Helen Keller said, “Alone we can do so little; together, we can do so much.” This truth certainly applies to the critical connection of our schools to our communities. Yes, the funding comes from federal and state resources, but the local community should be the real sustenance of learning experiences.

Because a community of people live in the same area and have common interests, there should be an understanding that they will influence each other’s lives in some way. And, what better way to expose students to real life experiences than to form partnerships with businesses, volunteer organizations, retirement homes, and churches to bring added resources and accountability to schools.

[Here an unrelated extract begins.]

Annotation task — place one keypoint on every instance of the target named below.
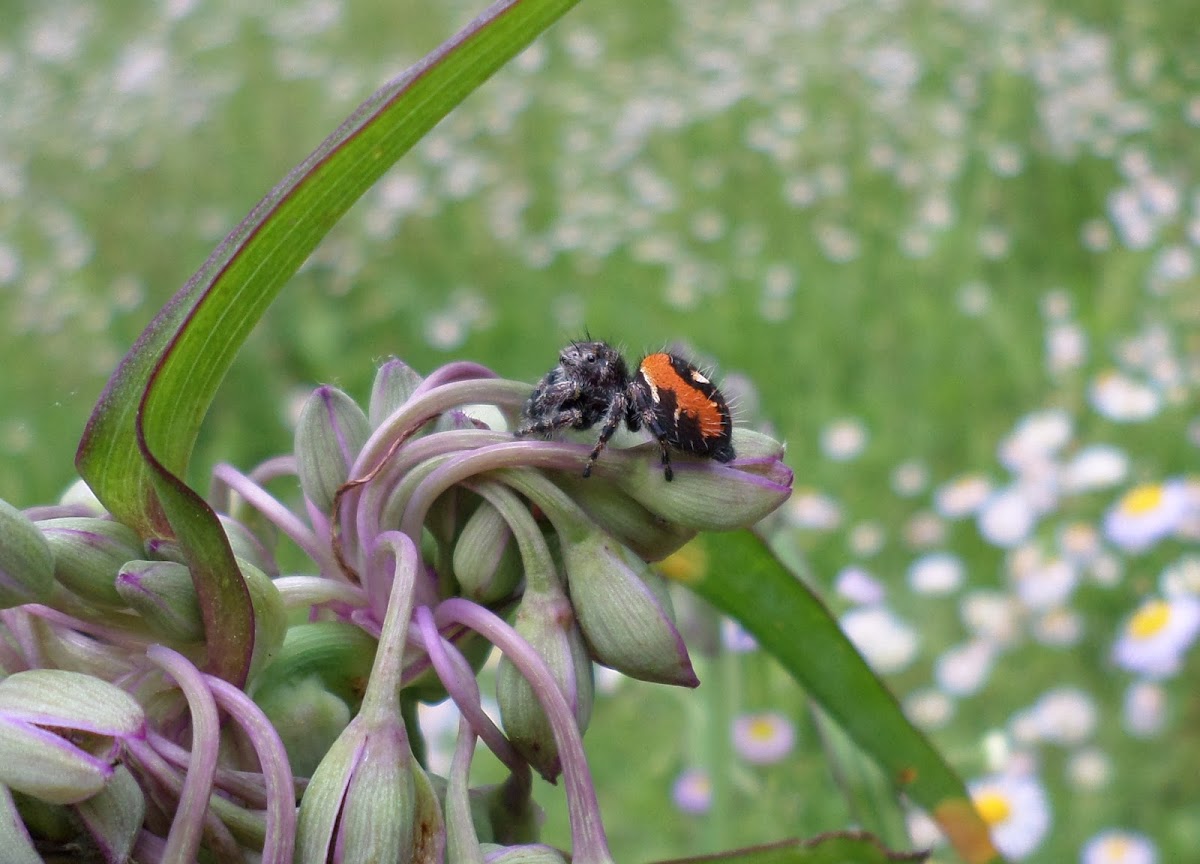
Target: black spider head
(595, 366)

XQ America proposes Super Schools where educators collaborate with small business owners, large corporations, and healthcare providers to enable students to study in a multitude of scenarios. Because learning is authentic, and not just classroom-based, students are able to watch and assist business leaders as they work through interactions and negotiations intended to bring success to the company. XQ America espouses 4 key strategies to connect schools with the community:

By repurposing vacant buildings in the community into schools (in the same manner as a mixed-use downtown area), students are then able to interact on a regular basis with surrounding businesses, museums, and healthcare institutions. In this way, students get real-life experiences while the community has a true stake in the success of the school.

Schools should develop partnerships with community partners to accomplish projects that have real use to the community. They “want to broker access to opportunity and resources to change privileged knowledge to common”

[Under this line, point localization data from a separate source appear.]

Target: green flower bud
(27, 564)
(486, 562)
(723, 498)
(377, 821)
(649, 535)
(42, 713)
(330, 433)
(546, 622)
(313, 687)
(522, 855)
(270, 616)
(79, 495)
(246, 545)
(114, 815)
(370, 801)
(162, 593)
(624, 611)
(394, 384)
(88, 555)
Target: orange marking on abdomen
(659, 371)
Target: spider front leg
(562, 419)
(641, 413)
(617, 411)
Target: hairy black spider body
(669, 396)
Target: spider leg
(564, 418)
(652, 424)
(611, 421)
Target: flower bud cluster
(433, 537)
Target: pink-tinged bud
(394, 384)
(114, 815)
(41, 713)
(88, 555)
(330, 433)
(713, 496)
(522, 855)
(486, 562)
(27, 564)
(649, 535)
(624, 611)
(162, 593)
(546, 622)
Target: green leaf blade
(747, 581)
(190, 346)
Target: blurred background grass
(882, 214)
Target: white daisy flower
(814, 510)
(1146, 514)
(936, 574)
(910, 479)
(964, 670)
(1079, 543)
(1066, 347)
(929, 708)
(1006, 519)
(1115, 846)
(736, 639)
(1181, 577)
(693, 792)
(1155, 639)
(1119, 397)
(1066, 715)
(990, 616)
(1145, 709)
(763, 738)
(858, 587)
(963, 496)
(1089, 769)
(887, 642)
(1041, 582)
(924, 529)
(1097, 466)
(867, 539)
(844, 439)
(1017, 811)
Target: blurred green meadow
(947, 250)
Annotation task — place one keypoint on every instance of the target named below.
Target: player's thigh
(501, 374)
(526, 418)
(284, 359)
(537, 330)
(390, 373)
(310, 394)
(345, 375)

Early access to internships helps local businesses identify talented students who could bring value to these companies while exposing the students to potential future employment and career opportunities.

Provide early access to higher education through partnering with colleges and universities nearby for dual credit courses.

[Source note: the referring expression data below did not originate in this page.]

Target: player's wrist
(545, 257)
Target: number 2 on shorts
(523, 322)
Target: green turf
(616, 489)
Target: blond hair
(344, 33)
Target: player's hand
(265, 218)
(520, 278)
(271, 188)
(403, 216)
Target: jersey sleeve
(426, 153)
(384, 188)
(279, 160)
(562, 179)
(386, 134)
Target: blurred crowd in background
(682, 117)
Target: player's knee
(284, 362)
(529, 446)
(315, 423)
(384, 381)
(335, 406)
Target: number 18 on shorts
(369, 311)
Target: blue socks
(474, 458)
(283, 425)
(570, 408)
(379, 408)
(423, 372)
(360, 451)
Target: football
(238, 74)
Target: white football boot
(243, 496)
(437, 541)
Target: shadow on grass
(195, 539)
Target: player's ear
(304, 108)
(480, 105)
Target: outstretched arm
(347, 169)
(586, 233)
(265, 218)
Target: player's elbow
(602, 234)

Within our schools are students with physical needs, and the schools themselves cannot meet all of these alone. Community partnerships should not only focus on educational opportunities, but also on aiding families with physical needs. Connecting families with mental health services, dental and medical services, and food banks is another critical area. Some concrete ideas for connections aside from mentoring and internships are:

  • Afterschool homework help and enrichment activities
  • Neighborhood involvement day with activities such as planting flowers in the yards of elderly neighbors, or planning and maintaining a community garden.
  • Enlist retired teachers and older people to be reading and lunch buddies for students.
  • Participate in multicultural events and arts activities.

The New Hampshire Department of Education reports that “these partnerships result in sharing and maximizing resources. And they help children and youth develop healthy behaviors and promote healthy families”.  And the Michigan State Government found that “when families, schools, and community institutions (e.g., local businesses, community colleges, and health agencies) collectively agree upon their goals and decide how to reach them, everyone benefits.” Collaborating with the surrounding community can only strengthen the students and their families while building strong relationships with businesses, healthcare providers, and volunteer groups.